Toute la population peut être concernée par ces effets. Il existe cependant une grande variabilité individuelle dans la susceptibilité aux polluants atmosphériques. Certaines populations y sont en effet plus vulnérables(femmes enceintes, nourrissons et jeunes enfants, personnes de plus de 65 ans, personnes souffrant de pathologies cardiovasculaires, insuffisants cardiaques ou respiratoires, personnes asthmatiques) ou sensibles (personnes se reconnaissant comme sensibles lors des pics de pollution et/ou dont les symptômes apparaissent ou sont amplifiés lors des pics, par exemple : personnes diabétiques, personnes immunodéprimées, personnes souffrant d’affections neurologiques ou à risque cardiaque, respiratoire, infectieux).
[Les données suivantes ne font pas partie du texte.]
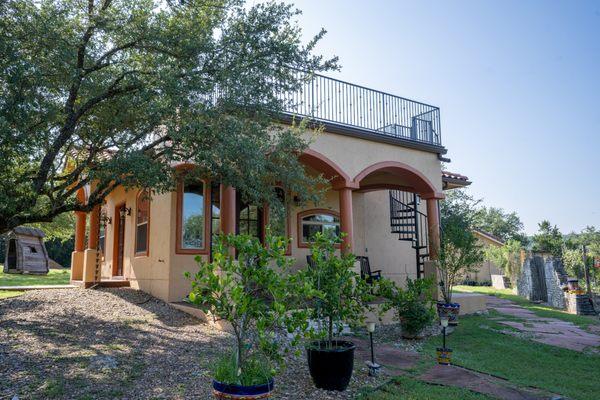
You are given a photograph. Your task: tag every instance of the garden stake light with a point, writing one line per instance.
(444, 354)
(373, 366)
Une exposition chronique à la pollution de l’air (sur plusieurs années), même à de faibles niveaux, peut contribuer au développement de pathologies chroniques telles que le cancer du poumon, des pathologies cardiovasculaires (infarctus du myocarde, angine de poitrine ou troubles du rythme cardiaque) et respiratoires, ainsi qu’un impact sur la mortalité anticipée, notamment cardiovasculaire. Des études récentes pointent également des effets possibles sur la reproduction, le risque de naissance prématurée, le développement neurologique de l’enfant et la démence chez les personnes âgées.

En contribuant au développement de ces maladies, la pollution de l’air diminue sensiblement la qualité et l’espérance de vie de la population.

Le poids de ces impacts à long-terme en termes de décès ou d’hospitalisation est largement supérieur à celui des impacts à court-terme.